A rope (or cord) is a data structure composed of smaller strings that is used for efficiently storing and manipulating a very big piece of text. Text editors may make use of this data structure so that insertions and deletions performed by the user can be done efficiently.

It is a binary tree whose leafs contain strings. Each node is given a weight value equal to the sum of the weights of its left subtree or the length of its string, if it is a leaf node.

Efficiency

Indexing

Finding a character by its index in a rope is an O(lg n) operation, as it consists of a top-down search on a binary tree.

Concatenating

Concatenating two ropes together is also a O(lg n) operation.

Given two ropes a and b, concatenating them together is as simple as creating a new root node and assigning a to its left child and b to its right child.

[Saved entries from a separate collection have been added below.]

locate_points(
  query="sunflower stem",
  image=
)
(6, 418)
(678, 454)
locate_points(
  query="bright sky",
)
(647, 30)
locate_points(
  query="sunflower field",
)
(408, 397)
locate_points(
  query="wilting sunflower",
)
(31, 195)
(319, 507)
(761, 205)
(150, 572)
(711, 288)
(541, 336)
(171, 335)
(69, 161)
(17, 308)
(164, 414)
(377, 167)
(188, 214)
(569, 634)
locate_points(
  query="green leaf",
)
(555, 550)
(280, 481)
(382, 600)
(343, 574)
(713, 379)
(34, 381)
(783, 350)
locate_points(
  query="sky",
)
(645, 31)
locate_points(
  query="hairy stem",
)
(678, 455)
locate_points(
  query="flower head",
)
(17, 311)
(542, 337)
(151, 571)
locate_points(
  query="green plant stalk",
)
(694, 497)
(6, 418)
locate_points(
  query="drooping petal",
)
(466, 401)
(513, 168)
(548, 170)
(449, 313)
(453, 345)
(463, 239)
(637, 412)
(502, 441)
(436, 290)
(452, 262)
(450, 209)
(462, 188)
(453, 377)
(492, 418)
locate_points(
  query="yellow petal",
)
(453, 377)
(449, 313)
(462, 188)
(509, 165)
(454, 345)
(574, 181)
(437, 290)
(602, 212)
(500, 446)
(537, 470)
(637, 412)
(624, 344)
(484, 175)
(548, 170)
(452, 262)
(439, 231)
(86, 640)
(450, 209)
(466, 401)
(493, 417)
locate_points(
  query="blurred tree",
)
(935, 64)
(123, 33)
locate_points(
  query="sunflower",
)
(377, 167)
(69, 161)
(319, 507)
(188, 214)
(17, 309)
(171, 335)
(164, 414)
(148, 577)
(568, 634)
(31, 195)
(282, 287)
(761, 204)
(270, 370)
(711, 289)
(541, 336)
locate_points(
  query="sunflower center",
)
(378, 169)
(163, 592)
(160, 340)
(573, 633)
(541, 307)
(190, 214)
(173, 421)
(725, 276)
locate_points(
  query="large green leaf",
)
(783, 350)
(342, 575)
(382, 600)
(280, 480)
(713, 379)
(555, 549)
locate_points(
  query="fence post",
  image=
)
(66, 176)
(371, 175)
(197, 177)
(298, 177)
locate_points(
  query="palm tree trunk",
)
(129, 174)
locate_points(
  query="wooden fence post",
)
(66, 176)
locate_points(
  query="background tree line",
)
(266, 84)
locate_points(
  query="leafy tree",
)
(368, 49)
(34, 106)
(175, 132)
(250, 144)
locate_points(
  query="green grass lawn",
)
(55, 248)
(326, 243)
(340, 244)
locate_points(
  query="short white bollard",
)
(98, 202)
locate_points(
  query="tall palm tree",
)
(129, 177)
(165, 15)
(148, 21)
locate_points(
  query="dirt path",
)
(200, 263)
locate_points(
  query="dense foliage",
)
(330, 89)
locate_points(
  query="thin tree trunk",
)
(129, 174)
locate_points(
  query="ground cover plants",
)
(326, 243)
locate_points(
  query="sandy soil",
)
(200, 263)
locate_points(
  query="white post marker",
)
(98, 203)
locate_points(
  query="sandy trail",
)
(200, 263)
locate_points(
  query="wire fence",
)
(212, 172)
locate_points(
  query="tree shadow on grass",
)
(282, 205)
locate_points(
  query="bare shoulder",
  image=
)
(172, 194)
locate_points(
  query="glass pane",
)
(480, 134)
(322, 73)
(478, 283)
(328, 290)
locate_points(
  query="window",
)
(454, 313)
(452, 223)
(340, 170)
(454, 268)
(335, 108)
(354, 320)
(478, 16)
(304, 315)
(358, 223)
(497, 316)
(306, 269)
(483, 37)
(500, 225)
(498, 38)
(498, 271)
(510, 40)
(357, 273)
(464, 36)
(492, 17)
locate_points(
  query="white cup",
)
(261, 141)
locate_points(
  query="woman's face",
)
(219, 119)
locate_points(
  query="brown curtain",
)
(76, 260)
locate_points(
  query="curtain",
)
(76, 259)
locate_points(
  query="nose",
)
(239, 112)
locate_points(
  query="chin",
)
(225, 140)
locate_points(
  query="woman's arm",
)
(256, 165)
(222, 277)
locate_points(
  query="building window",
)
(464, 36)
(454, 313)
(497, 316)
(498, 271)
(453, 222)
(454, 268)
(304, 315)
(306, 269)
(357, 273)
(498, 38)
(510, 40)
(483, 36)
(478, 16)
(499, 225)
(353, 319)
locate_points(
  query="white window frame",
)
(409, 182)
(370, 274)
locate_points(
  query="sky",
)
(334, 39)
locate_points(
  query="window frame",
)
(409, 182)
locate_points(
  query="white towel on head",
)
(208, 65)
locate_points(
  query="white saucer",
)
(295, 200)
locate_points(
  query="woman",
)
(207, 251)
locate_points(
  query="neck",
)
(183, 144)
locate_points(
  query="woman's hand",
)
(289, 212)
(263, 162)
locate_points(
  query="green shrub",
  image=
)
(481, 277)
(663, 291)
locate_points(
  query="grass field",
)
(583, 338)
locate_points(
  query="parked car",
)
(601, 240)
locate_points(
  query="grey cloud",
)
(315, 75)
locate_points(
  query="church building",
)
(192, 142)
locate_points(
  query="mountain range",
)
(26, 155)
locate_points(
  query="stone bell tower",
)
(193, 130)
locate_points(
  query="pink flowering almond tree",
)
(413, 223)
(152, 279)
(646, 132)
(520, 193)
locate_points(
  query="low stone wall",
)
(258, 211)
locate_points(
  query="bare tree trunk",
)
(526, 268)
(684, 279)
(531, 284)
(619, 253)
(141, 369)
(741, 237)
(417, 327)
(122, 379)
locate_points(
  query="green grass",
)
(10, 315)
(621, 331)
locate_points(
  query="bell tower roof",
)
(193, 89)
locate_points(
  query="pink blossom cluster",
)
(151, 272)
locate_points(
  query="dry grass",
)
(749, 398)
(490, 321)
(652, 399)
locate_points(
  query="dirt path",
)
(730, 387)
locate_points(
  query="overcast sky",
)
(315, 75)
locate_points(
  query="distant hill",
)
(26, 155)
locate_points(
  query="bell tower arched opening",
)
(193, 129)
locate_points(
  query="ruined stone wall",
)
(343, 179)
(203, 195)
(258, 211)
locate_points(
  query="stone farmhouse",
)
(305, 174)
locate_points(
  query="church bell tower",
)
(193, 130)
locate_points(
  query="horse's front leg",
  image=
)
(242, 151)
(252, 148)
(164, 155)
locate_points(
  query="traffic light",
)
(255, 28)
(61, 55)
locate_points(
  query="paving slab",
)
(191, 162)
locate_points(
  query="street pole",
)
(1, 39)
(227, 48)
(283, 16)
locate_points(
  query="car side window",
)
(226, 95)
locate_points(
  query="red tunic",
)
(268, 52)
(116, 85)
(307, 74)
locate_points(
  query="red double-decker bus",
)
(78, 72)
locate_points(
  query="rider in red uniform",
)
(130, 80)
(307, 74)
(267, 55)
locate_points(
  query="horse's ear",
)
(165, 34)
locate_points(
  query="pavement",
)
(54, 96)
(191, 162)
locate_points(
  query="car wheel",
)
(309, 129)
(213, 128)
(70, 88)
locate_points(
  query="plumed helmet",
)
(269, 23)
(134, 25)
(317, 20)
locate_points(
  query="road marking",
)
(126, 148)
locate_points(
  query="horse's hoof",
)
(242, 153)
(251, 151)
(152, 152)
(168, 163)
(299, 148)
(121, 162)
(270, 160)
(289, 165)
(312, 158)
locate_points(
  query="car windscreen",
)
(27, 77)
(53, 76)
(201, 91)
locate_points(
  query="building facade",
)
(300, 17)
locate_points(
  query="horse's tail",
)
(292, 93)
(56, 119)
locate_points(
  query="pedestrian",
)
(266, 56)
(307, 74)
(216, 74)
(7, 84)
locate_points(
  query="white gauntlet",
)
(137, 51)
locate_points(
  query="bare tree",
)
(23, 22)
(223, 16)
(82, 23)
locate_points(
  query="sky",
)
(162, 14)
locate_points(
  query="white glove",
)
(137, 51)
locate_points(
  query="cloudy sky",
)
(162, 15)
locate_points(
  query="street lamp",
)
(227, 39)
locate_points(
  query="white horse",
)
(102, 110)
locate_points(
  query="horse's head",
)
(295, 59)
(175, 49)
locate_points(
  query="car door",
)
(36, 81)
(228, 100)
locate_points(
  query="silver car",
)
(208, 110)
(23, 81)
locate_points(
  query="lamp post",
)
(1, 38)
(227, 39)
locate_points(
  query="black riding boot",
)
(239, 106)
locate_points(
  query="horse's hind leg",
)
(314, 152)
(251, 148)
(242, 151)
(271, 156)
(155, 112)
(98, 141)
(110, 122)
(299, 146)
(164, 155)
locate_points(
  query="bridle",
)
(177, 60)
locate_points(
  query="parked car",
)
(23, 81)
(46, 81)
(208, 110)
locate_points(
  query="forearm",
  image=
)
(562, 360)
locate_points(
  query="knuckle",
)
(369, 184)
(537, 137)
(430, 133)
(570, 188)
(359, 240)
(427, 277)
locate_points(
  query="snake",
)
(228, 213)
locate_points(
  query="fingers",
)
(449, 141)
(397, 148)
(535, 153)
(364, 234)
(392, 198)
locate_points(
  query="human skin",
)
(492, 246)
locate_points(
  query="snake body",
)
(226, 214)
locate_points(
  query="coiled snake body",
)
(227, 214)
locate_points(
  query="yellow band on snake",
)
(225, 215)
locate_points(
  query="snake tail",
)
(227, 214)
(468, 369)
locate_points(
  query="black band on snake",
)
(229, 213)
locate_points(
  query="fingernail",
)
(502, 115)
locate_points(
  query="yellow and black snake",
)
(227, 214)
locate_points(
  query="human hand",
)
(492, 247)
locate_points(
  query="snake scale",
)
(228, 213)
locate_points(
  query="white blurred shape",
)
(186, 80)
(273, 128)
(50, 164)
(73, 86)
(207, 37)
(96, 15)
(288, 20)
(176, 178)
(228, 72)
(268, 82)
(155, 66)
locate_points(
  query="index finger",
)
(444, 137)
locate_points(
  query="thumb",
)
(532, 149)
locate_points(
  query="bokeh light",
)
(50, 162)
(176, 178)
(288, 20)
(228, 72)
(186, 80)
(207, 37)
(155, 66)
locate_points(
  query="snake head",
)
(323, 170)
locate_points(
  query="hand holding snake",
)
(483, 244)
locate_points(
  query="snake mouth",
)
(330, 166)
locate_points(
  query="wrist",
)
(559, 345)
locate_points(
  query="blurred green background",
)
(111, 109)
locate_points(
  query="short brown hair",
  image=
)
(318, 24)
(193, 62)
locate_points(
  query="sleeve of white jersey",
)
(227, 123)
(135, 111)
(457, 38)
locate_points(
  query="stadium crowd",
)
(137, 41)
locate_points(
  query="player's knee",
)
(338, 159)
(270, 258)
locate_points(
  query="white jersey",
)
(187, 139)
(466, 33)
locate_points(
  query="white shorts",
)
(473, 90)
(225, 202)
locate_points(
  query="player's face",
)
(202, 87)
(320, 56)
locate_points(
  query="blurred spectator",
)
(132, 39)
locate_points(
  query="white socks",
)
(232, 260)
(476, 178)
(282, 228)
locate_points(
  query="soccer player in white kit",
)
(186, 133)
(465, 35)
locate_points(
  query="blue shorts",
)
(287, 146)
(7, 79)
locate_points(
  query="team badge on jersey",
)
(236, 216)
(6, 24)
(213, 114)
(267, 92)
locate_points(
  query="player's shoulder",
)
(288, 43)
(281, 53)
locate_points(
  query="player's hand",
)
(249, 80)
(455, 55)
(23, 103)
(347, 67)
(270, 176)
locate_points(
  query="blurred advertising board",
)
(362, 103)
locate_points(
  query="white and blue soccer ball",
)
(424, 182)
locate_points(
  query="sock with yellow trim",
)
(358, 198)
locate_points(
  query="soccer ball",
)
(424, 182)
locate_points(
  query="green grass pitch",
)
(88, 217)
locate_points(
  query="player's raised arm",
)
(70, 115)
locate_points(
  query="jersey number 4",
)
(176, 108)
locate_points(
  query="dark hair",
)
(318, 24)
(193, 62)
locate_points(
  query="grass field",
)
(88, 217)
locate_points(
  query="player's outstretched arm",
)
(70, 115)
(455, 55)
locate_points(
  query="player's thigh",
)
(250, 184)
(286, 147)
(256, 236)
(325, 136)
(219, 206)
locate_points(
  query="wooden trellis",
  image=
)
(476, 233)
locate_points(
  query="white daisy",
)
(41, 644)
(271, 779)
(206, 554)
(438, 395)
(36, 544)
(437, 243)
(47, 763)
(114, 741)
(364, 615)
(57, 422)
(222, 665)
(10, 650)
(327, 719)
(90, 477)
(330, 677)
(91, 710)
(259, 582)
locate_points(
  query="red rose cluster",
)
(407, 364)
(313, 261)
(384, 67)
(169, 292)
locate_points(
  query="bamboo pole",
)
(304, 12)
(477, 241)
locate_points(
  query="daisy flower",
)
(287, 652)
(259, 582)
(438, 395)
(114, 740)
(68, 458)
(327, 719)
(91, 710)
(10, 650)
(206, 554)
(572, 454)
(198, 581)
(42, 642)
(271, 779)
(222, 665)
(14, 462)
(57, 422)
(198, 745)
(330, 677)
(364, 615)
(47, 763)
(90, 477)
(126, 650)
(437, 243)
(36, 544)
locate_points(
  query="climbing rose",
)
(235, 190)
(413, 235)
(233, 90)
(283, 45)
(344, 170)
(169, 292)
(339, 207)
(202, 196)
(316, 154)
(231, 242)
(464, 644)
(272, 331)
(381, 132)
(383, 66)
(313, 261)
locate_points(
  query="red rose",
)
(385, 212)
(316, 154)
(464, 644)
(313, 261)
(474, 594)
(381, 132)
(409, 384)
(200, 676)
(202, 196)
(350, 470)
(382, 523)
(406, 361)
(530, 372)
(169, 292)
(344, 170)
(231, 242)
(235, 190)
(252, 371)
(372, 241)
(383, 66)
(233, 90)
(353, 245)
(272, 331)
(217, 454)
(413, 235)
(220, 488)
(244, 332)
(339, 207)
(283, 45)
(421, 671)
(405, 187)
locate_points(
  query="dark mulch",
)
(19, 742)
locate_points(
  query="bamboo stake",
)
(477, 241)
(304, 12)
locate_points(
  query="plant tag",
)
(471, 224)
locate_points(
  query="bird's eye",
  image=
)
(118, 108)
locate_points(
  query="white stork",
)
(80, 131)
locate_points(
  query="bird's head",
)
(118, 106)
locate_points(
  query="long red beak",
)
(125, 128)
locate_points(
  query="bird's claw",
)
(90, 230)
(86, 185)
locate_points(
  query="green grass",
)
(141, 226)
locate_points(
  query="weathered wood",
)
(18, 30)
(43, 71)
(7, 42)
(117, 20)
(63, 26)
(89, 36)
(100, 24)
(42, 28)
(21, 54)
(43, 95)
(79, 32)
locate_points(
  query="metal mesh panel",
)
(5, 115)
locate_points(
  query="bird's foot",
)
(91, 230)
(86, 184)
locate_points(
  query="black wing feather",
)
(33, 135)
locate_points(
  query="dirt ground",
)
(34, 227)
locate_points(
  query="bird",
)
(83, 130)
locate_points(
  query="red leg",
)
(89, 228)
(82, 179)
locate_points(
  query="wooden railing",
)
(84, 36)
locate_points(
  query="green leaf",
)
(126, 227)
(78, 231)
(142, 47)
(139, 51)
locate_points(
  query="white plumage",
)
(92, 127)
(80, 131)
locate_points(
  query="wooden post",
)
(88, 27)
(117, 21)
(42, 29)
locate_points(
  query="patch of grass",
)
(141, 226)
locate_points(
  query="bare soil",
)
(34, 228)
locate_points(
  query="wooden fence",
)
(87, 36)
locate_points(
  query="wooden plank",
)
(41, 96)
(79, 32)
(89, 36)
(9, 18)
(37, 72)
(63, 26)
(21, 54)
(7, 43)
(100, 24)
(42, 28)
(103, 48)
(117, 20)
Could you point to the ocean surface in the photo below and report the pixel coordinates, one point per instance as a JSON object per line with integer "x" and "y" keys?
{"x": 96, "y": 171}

However, the root node must descend into the left child to compute its own weight, making it O(lg n).

Splitting

Splitting a rope into two is a O(lg n) operation as it relies on indexing, which is sublinear.

Insertion

Insertion is also O(lg n) as it can be done with either one split and two concatenations or a single concatenation (if prepending or appending the other rope).

Deletion

Deletion is yet another O(lg n) operation. Deletion can be done with two splits and one concatenation.

Reporting

In order to present the data to an user or to save it to a file, it will be necessary to convert the whole tree, or at least part of it, to a string. This is O(m + lg n) where m is the number of nodes needed to visit, usually directly proportional to the size of the string we are trying to obtain. To convert a rope into a linear string, one needs to find the starting node in O(lg n) and perform an in-order traversal until the last needed node is found in O(m).

Comparison with array-based strings

For big text blocks, ropes have faster insertion and deletion than monolithic arrays and don’t require large contiguous memory spaces to exist. The biggest disadvantage of ropes over arrays is its sheer complexity, which makes the risk of bugs in your code much higher.